Cuarto, la eventual salida de Grecia del euro, una posibilidad muy grande a menos que ceda Syriza o retroceda Europa, podría desmadejar un sistema monetario que no goza del consenso de los 19 países que forman parte de la moneda única ni mucho menos.
Todo esto equivale a decir: Grecia no es Grecia sino una de las caras de la Europa multifacética de hoy, de manera que el retiro de ese país del euro no implicaría la solución del conflicto. Porque el conflicto es el que tiene Europa hoy consigo misma, profundamente dividida como está en relación con casi todo lo importante. Unas “contradicciones”, que dirían los marxistas, “agudizadas” por el hecho de que la eurozona sigue estancada: creció 0,7 por ciento en 2014 y las previsiones más entusiastas para 2015 no superan 1,5 por ciento.
Lo sorprendente en Grecia no es que Syriza haya ganado las elecciones y obtenido la mitad de los 300 escaños en juego, sino que haya ganado tan tarde. Tampoco es sorprendente que el neofascista Aurora Dorada haya conseguido el tercer lugar a pesar de que su dirigencia está presa o que una escisión muy conservadora del centroderechista Nueva Democracia, de nombre Griegos Independientes, haya otorgado los pocos escaños que necesitaba la extrema izquierda para formar gobierno. Todo esto, que implica el ascenso de los extremistas al primer plano de la política griega y al propio gobierno, era previsible en un clima de zozobra social, resentimiento nacionalista y descrédito del sistema que imperó durante 40 años. Como aquellas tragedias griegas en las que el autor condiciona al público para esperar el inexorable fin, esto estaba cantado.
Pero la verdadera tragedia griega no es que Alexis Tsipras haya ganado las elecciones y se haya convertido en primer ministro en la cuna de la democracia para espanto de Europa. Ese error, después de todo, podría fácilmente revertirse en un futuro no muy lejano, dada la hecatombe que las políticas populistas en un país que no puede darse el lujo de pagarlas provocará tarde o temprano.

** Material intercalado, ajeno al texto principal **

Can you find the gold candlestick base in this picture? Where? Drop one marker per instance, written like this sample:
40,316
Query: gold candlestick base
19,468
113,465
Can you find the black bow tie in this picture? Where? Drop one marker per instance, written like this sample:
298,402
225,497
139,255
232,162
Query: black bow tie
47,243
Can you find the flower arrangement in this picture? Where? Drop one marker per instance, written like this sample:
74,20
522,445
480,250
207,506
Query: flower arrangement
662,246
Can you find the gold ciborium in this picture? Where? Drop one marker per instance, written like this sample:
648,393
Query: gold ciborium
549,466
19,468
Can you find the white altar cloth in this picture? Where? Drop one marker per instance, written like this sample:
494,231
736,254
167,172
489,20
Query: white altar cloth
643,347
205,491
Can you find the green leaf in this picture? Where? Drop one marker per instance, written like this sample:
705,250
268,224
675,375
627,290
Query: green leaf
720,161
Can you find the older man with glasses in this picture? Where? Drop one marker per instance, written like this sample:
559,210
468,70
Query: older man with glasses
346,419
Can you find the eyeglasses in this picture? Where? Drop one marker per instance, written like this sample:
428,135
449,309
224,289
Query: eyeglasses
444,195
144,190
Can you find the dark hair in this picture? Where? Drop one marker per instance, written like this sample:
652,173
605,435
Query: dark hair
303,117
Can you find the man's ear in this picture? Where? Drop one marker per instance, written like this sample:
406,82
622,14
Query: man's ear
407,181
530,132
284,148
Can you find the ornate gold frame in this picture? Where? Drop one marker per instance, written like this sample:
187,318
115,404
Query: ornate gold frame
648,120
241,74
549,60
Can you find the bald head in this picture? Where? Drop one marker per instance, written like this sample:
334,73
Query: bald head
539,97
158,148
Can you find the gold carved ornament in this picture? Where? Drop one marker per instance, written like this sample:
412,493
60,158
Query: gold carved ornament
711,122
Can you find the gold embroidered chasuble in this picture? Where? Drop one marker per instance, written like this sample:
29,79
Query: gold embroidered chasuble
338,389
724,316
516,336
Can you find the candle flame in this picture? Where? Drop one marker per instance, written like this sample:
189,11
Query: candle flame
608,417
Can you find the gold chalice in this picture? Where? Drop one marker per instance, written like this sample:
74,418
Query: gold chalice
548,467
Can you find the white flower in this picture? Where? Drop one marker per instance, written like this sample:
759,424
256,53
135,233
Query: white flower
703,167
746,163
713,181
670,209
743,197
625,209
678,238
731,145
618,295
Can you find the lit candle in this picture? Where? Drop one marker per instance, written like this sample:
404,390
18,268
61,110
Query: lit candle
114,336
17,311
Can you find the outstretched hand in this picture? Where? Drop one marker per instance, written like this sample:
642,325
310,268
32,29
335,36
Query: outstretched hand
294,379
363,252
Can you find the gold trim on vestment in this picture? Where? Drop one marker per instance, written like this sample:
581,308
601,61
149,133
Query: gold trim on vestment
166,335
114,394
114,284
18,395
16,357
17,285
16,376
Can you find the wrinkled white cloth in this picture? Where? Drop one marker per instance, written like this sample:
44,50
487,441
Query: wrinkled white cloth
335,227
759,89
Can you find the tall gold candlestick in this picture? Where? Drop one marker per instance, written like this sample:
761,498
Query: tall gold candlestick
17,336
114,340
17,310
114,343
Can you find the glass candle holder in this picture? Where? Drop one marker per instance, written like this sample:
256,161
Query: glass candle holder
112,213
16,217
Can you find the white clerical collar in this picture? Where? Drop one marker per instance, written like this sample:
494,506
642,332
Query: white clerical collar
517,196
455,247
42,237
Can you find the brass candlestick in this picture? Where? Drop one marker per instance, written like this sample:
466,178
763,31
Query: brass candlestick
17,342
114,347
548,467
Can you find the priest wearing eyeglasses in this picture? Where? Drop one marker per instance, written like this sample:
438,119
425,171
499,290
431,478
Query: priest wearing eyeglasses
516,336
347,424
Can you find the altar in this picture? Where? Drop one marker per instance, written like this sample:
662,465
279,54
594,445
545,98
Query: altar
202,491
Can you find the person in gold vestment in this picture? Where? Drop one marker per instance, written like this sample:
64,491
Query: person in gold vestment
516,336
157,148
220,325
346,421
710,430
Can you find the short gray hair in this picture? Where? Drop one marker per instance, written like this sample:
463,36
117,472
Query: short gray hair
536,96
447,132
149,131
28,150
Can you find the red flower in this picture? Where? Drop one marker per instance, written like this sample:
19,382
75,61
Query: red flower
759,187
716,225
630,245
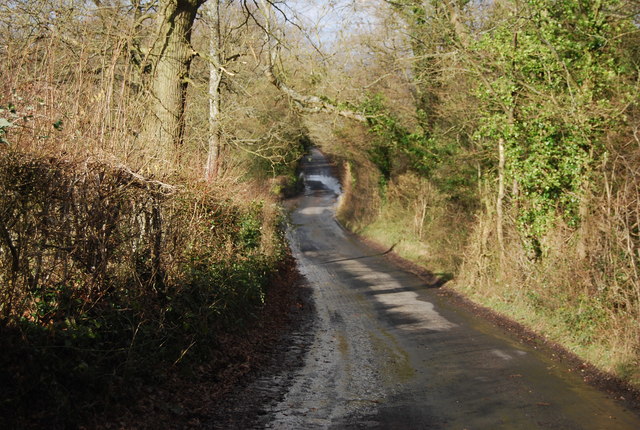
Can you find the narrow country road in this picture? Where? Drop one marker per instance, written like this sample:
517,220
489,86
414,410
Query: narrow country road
388,352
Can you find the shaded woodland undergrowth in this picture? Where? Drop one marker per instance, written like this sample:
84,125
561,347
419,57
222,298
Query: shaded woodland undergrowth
108,276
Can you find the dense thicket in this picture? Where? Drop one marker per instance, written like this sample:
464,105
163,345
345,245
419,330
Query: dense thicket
118,256
515,167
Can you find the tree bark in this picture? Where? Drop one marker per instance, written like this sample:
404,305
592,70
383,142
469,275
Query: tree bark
171,55
499,200
212,166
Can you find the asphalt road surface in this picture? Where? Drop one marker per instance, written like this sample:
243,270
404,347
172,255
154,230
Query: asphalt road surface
389,352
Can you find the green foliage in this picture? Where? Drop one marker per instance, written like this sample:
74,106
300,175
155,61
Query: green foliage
548,99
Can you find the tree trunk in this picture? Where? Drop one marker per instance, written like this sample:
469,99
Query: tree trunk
212,167
499,213
171,55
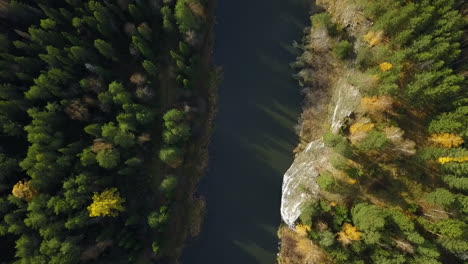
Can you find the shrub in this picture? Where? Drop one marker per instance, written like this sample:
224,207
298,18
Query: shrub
330,139
324,20
326,181
375,140
338,162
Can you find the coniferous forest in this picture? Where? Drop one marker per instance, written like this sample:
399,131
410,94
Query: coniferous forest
396,187
98,101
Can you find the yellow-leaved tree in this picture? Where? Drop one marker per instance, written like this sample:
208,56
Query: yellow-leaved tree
348,233
24,191
373,38
107,203
447,140
385,66
443,160
376,104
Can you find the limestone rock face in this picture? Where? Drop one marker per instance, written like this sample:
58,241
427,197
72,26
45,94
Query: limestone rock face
299,184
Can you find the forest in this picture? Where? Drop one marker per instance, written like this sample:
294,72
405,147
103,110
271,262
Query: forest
397,188
99,122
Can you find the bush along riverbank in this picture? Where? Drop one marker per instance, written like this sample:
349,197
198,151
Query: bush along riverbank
105,121
380,175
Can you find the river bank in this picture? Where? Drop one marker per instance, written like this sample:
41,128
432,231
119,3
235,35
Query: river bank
190,212
372,135
254,132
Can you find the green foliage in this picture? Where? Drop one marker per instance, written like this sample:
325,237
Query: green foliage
375,140
166,13
185,17
323,20
48,24
330,139
326,181
105,49
368,218
150,68
441,197
93,129
177,130
60,62
171,155
343,49
87,157
157,220
168,185
108,158
326,239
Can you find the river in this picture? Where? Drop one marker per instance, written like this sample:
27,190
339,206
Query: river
254,136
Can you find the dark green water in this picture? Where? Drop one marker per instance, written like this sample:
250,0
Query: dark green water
252,144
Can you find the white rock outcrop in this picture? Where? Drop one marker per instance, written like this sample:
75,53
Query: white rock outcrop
299,184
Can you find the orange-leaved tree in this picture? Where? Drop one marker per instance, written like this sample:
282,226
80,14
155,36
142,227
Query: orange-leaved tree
447,140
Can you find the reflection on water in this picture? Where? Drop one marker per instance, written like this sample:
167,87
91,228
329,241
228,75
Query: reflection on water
252,145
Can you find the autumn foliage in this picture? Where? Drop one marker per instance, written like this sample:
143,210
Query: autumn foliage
107,203
24,191
447,140
385,66
373,38
348,233
443,160
376,104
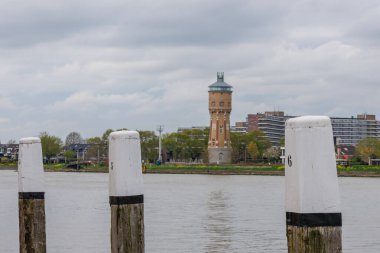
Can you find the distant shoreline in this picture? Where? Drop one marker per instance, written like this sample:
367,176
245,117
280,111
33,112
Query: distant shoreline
205,171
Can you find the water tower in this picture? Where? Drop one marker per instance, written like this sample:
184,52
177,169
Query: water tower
219,105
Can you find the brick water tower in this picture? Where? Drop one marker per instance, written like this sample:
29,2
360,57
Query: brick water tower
219,106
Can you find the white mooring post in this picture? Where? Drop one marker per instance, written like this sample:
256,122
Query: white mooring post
126,193
313,213
32,232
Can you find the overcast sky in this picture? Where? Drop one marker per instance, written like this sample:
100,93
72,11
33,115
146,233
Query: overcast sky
87,66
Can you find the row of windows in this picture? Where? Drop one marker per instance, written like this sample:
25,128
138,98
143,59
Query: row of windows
220,103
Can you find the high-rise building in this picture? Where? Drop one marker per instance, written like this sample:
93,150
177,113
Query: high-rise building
219,144
272,124
347,131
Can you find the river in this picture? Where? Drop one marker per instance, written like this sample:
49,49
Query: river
186,213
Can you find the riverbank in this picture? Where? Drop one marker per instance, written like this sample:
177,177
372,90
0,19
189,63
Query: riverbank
276,170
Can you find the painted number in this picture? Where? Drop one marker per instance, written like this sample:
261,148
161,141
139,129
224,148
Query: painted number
290,163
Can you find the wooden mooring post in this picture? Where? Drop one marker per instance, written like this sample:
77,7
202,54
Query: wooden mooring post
32,232
313,214
126,193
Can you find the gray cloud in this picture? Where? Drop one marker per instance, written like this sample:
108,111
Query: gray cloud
86,66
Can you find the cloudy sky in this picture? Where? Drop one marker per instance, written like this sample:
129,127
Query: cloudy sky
91,65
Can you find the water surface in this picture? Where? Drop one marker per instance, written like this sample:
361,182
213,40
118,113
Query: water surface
186,213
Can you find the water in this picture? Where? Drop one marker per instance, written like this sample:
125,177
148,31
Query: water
186,213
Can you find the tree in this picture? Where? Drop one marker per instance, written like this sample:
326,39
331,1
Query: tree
149,145
253,150
51,145
272,153
69,155
368,148
188,144
11,141
240,142
73,138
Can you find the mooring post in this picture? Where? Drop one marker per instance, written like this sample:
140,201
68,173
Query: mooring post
32,233
313,214
126,193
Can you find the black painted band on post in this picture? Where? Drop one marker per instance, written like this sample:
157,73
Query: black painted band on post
31,195
126,200
314,219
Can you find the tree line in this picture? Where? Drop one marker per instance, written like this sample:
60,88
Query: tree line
188,145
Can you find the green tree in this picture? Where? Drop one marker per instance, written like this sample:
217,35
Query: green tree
240,142
51,145
69,156
95,147
272,154
188,144
149,146
368,148
253,150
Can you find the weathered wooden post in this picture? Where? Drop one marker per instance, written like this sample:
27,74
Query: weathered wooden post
313,214
126,192
32,233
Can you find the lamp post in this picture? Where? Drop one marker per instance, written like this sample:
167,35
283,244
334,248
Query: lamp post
160,129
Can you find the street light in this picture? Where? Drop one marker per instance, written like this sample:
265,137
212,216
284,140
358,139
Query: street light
160,129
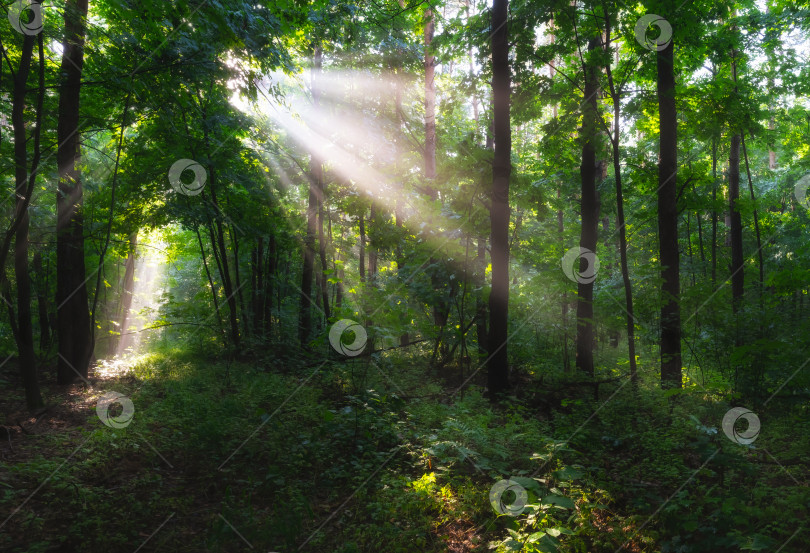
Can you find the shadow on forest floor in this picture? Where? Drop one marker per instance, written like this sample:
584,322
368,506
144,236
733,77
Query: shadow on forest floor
359,456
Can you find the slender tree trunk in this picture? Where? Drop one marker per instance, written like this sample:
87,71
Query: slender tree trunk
590,214
128,289
620,222
259,287
41,291
756,216
73,316
322,255
737,273
430,104
498,366
714,211
362,260
307,270
270,280
207,274
225,272
480,304
24,183
668,221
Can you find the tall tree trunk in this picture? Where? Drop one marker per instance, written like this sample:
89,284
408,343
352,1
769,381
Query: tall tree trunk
756,217
128,289
430,105
737,273
498,367
307,270
480,304
73,316
270,280
362,261
322,255
590,214
24,184
41,291
668,220
714,211
620,222
258,287
372,244
221,254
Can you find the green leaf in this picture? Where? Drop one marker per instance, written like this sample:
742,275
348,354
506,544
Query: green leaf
559,501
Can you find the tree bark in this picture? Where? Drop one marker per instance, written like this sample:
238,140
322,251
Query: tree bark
73,316
498,367
590,214
24,184
307,269
737,273
620,222
668,220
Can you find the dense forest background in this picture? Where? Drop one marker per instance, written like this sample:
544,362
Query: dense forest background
404,275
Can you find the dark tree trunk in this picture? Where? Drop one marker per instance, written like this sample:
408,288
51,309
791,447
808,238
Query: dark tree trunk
258,286
590,214
218,243
73,316
498,367
41,290
24,184
307,269
322,255
128,289
756,217
362,261
480,304
714,211
737,273
430,102
620,223
270,280
668,221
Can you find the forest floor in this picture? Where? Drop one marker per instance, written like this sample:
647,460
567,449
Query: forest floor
370,455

No: la verdadera tragedia es que los votantes griegos, al igual que otros europeos que están abrazando a partidos de extrema derecha o extrema izquierda, emitieron su voto en actitud de rechazo a medidas de austeridad draconianas impuestas por Bruselas y el Fondo Monetario Internacional (FMI) que equiparan con el capitalismo de libre mercado y la globalización.
Las consecuencias de esta confusión ideológica y trastocamiento de los conceptos durarán mucho más tiempo que la luna de miel de Tsipras y postergarán la solución real a los seis años de recesión que padece Grecia. Aun si Syriza pierde una futura elección.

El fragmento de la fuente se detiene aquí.